In this case, you can compute the mean of the random variable you are interested in directly because the components of standard complex Brownian motion are independent and so the resulting stochastic integrals in this case are independent (I am assuming here that $\theta$ is a deterministic function here).

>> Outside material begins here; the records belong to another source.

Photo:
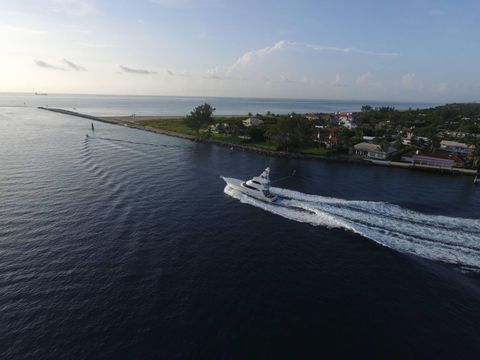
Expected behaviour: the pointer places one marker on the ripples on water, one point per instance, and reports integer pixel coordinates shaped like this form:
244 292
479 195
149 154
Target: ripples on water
123 245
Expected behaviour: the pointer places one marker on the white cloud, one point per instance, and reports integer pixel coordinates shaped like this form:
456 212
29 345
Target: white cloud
95 46
75 7
45 65
282 45
74 66
338 81
408 81
436 12
137 71
364 79
23 30
249 59
185 4
441 88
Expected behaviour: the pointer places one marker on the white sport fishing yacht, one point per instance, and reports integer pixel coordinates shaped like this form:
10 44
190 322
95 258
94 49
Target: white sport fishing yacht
257 187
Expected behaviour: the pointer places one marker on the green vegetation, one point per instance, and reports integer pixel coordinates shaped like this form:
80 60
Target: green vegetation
326 134
173 125
199 118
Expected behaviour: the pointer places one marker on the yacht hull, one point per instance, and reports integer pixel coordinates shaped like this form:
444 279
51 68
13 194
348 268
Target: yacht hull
238 185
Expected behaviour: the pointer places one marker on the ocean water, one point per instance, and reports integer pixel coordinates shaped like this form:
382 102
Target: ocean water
125 244
111 105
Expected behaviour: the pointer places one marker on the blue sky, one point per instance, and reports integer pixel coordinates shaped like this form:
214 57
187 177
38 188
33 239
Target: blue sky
370 50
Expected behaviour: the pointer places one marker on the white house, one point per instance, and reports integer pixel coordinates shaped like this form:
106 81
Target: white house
252 122
425 158
372 151
454 146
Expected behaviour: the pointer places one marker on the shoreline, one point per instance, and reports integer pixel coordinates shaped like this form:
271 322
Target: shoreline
121 121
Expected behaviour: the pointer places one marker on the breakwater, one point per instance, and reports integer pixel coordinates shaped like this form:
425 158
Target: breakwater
344 158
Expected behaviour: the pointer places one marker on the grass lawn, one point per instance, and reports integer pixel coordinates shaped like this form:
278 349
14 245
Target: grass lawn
264 145
174 125
316 151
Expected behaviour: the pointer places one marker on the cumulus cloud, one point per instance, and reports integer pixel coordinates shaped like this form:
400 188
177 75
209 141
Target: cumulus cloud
441 88
408 81
436 12
75 7
364 79
289 49
74 66
136 71
181 74
43 64
185 4
338 81
23 30
283 45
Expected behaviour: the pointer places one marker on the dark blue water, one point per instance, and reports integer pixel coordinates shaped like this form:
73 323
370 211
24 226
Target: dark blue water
108 105
132 250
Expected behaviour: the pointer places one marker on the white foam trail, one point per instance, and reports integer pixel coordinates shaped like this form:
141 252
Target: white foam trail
441 238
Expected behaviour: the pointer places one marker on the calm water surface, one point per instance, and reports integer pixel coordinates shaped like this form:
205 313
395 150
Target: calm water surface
131 249
108 105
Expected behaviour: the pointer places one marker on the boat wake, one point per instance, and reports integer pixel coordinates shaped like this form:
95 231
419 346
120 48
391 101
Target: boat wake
450 240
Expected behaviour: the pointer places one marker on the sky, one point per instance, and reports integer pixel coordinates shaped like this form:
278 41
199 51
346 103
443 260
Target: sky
423 50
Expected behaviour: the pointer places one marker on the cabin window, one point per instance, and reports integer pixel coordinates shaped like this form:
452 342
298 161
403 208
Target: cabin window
250 187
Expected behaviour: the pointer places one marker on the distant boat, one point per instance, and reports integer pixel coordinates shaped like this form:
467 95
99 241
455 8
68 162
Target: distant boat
257 187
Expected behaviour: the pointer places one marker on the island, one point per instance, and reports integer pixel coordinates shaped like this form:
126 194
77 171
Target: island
444 138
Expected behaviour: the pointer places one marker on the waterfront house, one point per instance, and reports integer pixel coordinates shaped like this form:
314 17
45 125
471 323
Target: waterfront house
430 159
372 151
454 146
313 117
346 120
252 121
368 139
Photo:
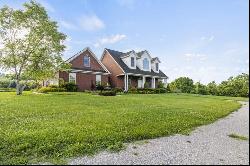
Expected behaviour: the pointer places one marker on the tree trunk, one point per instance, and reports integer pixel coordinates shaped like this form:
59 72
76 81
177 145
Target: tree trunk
18 88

$$ \int_0^t \tanh(\theta(z)/2)dW_1(z) \sim N\left(0, \int_0^t \tanh^2(\theta(z)/2)dz\right) $$ and $$ \int_0^t \tanh(\theta(z)/2)dW_2(z) \sim N\left(0, \int_0^t \tanh^2(\theta(z)/2)dz\right) $$ If $X$ and $Y$ are independent real normal random variables with a common variance $\sigma^2$ and mean zero, $$ \mathbb{E}[e^{X+iY}] = \mathbb{E}[e^X] \mathbb{E}[e^{iY}] = e^{\sigma^2/2}e^{-\sigma^2/2} = 1. $$ Therefore $$ \mathbb{E}\left[e^{\int_0^t \tanh(\theta(z)/2)dW_1(z) + i \int_0^t \tanh(\theta(z)/2)dW_2(z)}\right] = 1. $$
Now, complex Brownian motion $W(t) = W_1(t) + i W_2(t)$ is a conformal martingale. The stochastic integral $$ Z_t = \int_0^t \tanh(\theta(z)/2)dW(z) $$ is usually written in differential form as $$ dZ_t = \tanh(\theta(t)/2)dW(t) $$ is also a conformal local martingale. We can see this by computing its bracket: $$ d\langle Z,Z\rangle_t = \tanh^2(\theta(t)/2)d\langle W,W \rangle_t = 0 $$
Analytic functions of conformal local martingales are local martingales (see Corollary 37 in that note). To see that it is an actual martingale, just compute as above.